Nietzsche was always heart and soul a musician; he even tried his hand as a composer in his Hymn to Life (for chorus and orchestra, 1888), and his intercourse with Wagner left deep traces in his earliest writings. But the opera of Parsifal, with its tendency to Catholicism and its advancement of the ascetic ideals which had previously been entirely foreign to Wagner, caused Nietzsche to see in the great composer a danger, an enemy, a morbid phenomenon, since this last work showed him all the earlier operas in a new light.

During his residence in Switzerland Nietzsche came to know a large circle of interesting people. He suffered, however, from extremely severe headaches, so frequent that they incapacitated him for about two hundred days in the year and brought him to the verge of the grave. In 1879 he resigned his professorship. From 1882 to 1888 his state of health improved, though extremely slowly. His eyes were still so weak that he was threatened with blindness. He was compelled to be extremely careful in his mode of life and to choose his place of residence in obedience to climatic and meteorological conditions. He usually spent the winter at Nice and the summer at Sils-Maria in the Upper Engadine. The years 1887 and 1888 were astonishingly rich in production; they saw the publication of the most remarkable works of widely different nature and the preparation of a whole series of new books. Then, at the close of the latter year, perhaps as the result of overstrain, a violent attack of mental disorder occurred, from which Nietzsche never recovered.

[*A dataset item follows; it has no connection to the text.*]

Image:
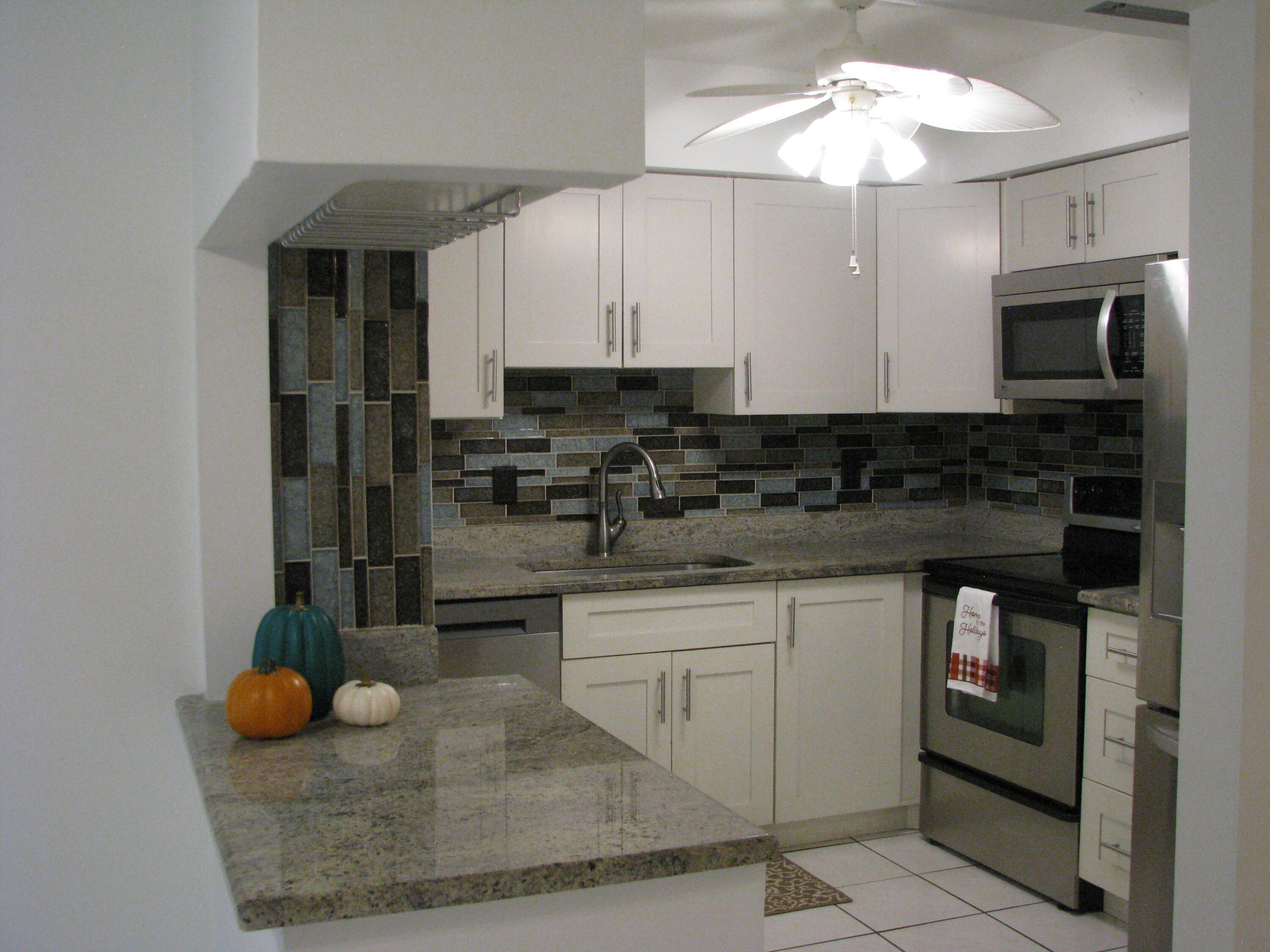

As a thinker his starting-point is Schopenhauer; in his first books he is actually his disciple. But, after several years of silence, during which he passes through his first intellectual crisis, he reappears emancipated from all ties of discipleship. He then undergoes so powerful and rapid a development—less in his thought itself than in the courage to express his thoughts—that each succeeding book marks a fresh stage, until by degrees he concentrates himself upon a single fundamental question, the question of moral values. On his earliest appearance as a thinker he had already entered a protest, in opposition to David Strauss, against any moral interpretation of the nature of the Cosmos and assigned to our morality its place in the world of phenomena, now as semblance or error, now as artificial arrangement. And his literary activity reached its highest point in an investigation of the origin of the moral concepts, while it was his hope and intention to give to the world an exhaustive criticism of moral values, an examination of the value of these values (regarded as fixed once for all). The first book of his work, The Transvaluation of all Values, was completed when his malady declared itself.

[1] "The expression 'aristocratic radicalism,' which you employ, is very good. It is, permit me to say, the cleverest thing I have yet read about myself,"—Nietzsche, Dec. 2, 1887.

1.

Nietzsche first received a good deal of notice, though not much commendation, for a caustic and juvenile polemical pamphlet against David Strauss, occasioned by the latter's book, The Old Faith and the New. His attack, irreverent in tone, is directed not against the first, warlike section of the book, but against the constructive and complementary section. The attack, however, is less concerned with the once great critic's last effort than with the mediocracy in Germany, to which Strauss's last word represented the last word of culture in general.

A year and a half had elapsed since the close of the Franco-German War. Never had the waves of German self esteem run so high. The exultation of victory had passed into a tumultuous self-glorification. The universal view was that German culture had vanquished French. Then this voice made itself heard, saying—

Admitting that this was really a conflict between two civilisations, there would still be no reason for crowning the victorious one; we should first have to know what the vanquished one was worth; if its value was very slight—and this is what is said of French culture—then there was no great honour in the victory. But in the next place there can be no question at all in this case of a victory of German culture; partly because French culture still persists, and partly because the Germans, now as heretofore, are dependent on it. It was military discipline, natural bravery, endurance, superiority on the part of the leaders and obedience on the part of the led, in short, factors that have nothing to do with culture, which gave Germany the victory. But finally and above all, German culture was not victorious for the good reason that Germany as yet has nothing that can be called culture.

It was then only a year since Nietzsche himself had formed the greatest expectations of Germany's future, had looked forward to her speedy liberation from the leading-strings of Latin civilisation, and heard the most favourable omens in German music.[2] The intellectual decline, which seemed to him—rightly, no doubt—to date indisputably from the foundation of the Empire, now made him oppose a ruthless defiance to the prevailing popular sentiment.

He maintains that culture shows itself above all else in a unity of artistic style running through every expression of a nation's life. On the other hand, the fact of having learnt much and knowing much is, as he points out, neither a necessary means to culture nor a sign of culture; it accords remarkably well with barbarism, that is to say, with want of style or a motley hotchpotch of styles. And his contention is simply this, that with a culture consisting of hotchpotch it is impossible to subdue any enemy, above all an enemy like the French, who have long possessed a genuine and productive culture, whether we attribute a greater or a lesser value to it.